The New Cambridge Companion to Joseph Conrad
Title | The New Cambridge Companion to Joseph Conrad PDF eBook |
Author | J. H. Stape |
Publisher | Cambridge University Press |
Pages | 235 |
Release | 2015 |
Genre | Literary Criticism |
ISBN | 1107035309 |
This volume offers both students and scholars a comprehensive overview of the most recent developments in Conrad studies.
Ordinary People
Title | Ordinary People PDF eBook |
Author | Judith Guest |
Publisher | Penguin |
Pages | 276 |
Release | 1982-10-28 |
Genre | Fiction |
ISBN | 9780140065176 |
One of the great bestseller of our time: the novel that inspired Robert Redford’s Oscar-winning film starring Donald Sutherland and Mary Tyler Moore In Ordinary People, Judith Guest’s remarkable first novel, the Jarrets are a typical American family. Calvin is a determined, successful provider and Beth an organized, efficient wife.
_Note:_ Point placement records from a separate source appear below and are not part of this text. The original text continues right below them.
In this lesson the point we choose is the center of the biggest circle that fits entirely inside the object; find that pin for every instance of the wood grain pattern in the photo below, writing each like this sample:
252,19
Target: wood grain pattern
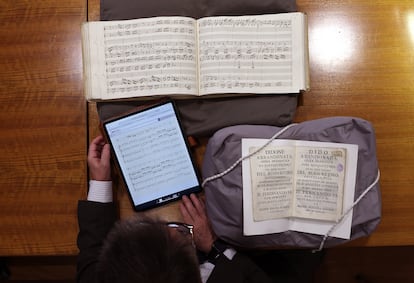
361,60
361,63
43,126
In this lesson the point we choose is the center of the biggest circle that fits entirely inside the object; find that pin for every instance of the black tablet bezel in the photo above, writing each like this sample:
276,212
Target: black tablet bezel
171,196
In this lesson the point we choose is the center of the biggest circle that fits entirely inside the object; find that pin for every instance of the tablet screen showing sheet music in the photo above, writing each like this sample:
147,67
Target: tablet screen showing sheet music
153,156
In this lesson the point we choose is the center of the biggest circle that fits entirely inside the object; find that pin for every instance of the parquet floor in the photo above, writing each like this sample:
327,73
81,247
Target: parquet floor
340,265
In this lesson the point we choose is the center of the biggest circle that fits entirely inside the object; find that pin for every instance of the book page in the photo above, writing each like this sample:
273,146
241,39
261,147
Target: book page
252,54
314,226
319,182
272,179
143,57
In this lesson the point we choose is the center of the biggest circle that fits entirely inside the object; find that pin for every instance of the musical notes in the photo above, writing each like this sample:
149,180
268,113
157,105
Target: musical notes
181,56
153,155
154,56
243,54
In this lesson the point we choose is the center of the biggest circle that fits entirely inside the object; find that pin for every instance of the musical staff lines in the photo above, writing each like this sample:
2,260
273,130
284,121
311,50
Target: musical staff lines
244,53
155,56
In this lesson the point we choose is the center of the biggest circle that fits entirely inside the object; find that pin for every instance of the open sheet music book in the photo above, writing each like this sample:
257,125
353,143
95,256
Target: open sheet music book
298,185
184,56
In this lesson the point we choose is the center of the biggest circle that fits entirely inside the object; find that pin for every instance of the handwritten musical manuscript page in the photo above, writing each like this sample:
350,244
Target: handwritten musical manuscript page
154,56
252,54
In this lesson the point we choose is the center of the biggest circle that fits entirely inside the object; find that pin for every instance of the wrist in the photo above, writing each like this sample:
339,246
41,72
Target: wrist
217,249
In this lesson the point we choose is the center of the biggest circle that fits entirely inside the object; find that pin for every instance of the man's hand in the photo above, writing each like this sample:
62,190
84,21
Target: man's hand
194,212
99,160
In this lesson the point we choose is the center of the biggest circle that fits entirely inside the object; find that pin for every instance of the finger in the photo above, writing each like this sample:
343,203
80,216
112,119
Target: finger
106,154
190,207
186,216
199,206
94,147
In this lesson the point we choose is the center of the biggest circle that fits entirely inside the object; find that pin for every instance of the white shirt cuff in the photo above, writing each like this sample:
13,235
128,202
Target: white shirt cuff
100,191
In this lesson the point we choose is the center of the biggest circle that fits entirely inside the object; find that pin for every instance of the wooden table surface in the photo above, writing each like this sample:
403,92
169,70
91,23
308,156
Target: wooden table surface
42,126
361,63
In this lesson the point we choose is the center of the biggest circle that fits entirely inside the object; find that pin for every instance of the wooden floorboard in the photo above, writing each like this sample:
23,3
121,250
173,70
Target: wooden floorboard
339,265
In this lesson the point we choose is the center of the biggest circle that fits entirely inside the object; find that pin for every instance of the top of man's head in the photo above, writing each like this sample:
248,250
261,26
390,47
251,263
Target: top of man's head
138,250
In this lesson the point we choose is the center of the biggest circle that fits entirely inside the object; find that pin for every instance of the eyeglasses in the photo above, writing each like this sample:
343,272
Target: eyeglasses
183,228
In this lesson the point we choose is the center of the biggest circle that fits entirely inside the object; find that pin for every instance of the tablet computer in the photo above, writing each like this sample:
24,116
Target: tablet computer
153,155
They had two sons, Conrad and Buck, but now they have one. In this memorable, moving novel, Judith Guest takes the reader into their lives to share their misunderstandings, pain, and ultimate healing. Ordinary People is an extraordinary novel about an "ordinary" family divided by pain, yet bound by their struggle to heal. "Admirable...touching...full of the anxiety, despair, and joy that is common to every human experience of suffering and growth." -The New York Times "Rejoice! A novel for all ages and all seasons." -The Washington Post Book World
Joseph Conrad
Title | Joseph Conrad PDF eBook |
Author | Tim Middleton |
Publisher | Routledge |
Pages | 226 |
Release | 2013-05-13 |
Genre | Literary Criticism |
ISBN | 1135137293 |
The popular yet complex work of Joseph Conrad has attracted much critical attention over the years, from the perspectives of postcolonial, modernist, cultural and gender studies. This guide to his compelling work presents: an accessible introduction to the contexts and many interpretations of Conrad’s texts, from publication to the present an introduction to key critical texts and perspectives on Conrad’s life and work, situated in a broader critical history cross-references between sections of the guide, in order to suggest links between texts, contexts and criticism suggestions for further reading. Part of the Routledge Guides to Literature series, this volume is essential reading for all those beginning detailed study of Joseph Conrad and seeking not only a guide to his works, but also a way through the wealth of contextual and critical material that surrounds them.